Nel Piemonte orientale questo tipo di relazione è rappresentata dai poco significativi intercity Torino – Genova, tre coppie che tendono all’inutilità piuttosto velocemente e le cui risorse potrebbero essere impiegate in modo decisamente più proficuo.

Il servizio universale, in Italia gestito, ça va sans dire, da Trenitalia su affido diretto è un elemento molto importante dell’offerta complessiva di quasi tutte le regioni e sta diventando anche una delle punte di diamante dell’offerta di Trenitalia con materiale rotabile di buon livello e prestazioni in termini di tempo non da “frecce”, ma comunque appetibili a fronte di tariffe ovviamente più impegnative di quelle regionali, ma ancora lontane dai treni a mercato. Anche perché, giova ribadirlo, questa categoria di treno è contribuita dallo Stato.

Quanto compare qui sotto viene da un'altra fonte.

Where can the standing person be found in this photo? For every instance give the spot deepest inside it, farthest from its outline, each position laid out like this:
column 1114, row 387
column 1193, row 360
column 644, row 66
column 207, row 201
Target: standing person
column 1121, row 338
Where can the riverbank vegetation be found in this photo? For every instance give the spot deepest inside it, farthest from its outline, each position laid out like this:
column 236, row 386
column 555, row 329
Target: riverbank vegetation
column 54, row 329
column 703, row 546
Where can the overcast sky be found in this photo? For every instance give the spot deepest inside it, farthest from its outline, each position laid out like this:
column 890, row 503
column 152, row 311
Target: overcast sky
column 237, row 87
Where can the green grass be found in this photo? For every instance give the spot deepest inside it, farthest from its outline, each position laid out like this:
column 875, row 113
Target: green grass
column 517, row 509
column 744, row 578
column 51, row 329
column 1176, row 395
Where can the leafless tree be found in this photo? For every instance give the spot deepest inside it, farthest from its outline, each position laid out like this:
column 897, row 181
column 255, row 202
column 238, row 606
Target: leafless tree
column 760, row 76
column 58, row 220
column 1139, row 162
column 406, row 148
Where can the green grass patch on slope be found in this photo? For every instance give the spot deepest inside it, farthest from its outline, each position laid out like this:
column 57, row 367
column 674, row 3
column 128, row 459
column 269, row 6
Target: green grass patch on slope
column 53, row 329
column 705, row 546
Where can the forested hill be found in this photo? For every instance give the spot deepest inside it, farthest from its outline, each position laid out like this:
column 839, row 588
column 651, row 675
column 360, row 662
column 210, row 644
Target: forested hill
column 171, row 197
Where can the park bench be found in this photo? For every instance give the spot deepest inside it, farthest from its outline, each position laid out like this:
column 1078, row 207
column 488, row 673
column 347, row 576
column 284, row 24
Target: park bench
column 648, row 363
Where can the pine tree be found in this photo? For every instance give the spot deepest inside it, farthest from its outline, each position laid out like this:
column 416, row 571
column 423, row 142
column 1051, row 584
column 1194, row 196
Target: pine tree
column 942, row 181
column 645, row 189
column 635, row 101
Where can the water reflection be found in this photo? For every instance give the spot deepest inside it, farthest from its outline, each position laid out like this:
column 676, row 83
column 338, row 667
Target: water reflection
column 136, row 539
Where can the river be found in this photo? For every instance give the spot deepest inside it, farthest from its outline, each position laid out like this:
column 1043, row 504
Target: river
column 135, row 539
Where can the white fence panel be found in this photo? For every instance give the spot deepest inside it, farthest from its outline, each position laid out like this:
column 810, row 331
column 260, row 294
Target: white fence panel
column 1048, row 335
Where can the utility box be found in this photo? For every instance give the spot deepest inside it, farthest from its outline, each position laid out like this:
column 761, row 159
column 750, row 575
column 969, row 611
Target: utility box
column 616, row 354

Diventa quindi un esercizio non prettamente campanilistico quello di evidenziare dove siano presenti e con quali volumi le relazioni intercity e, per esempio, a fronte di un treno ogni ora sulle riviere liguri assistiamo, in Piemonte, a tre coppie di intercity fra Torino e Genova sostanzialmente inutili e una coppia fra Torino e Milano unica ancora più inutile.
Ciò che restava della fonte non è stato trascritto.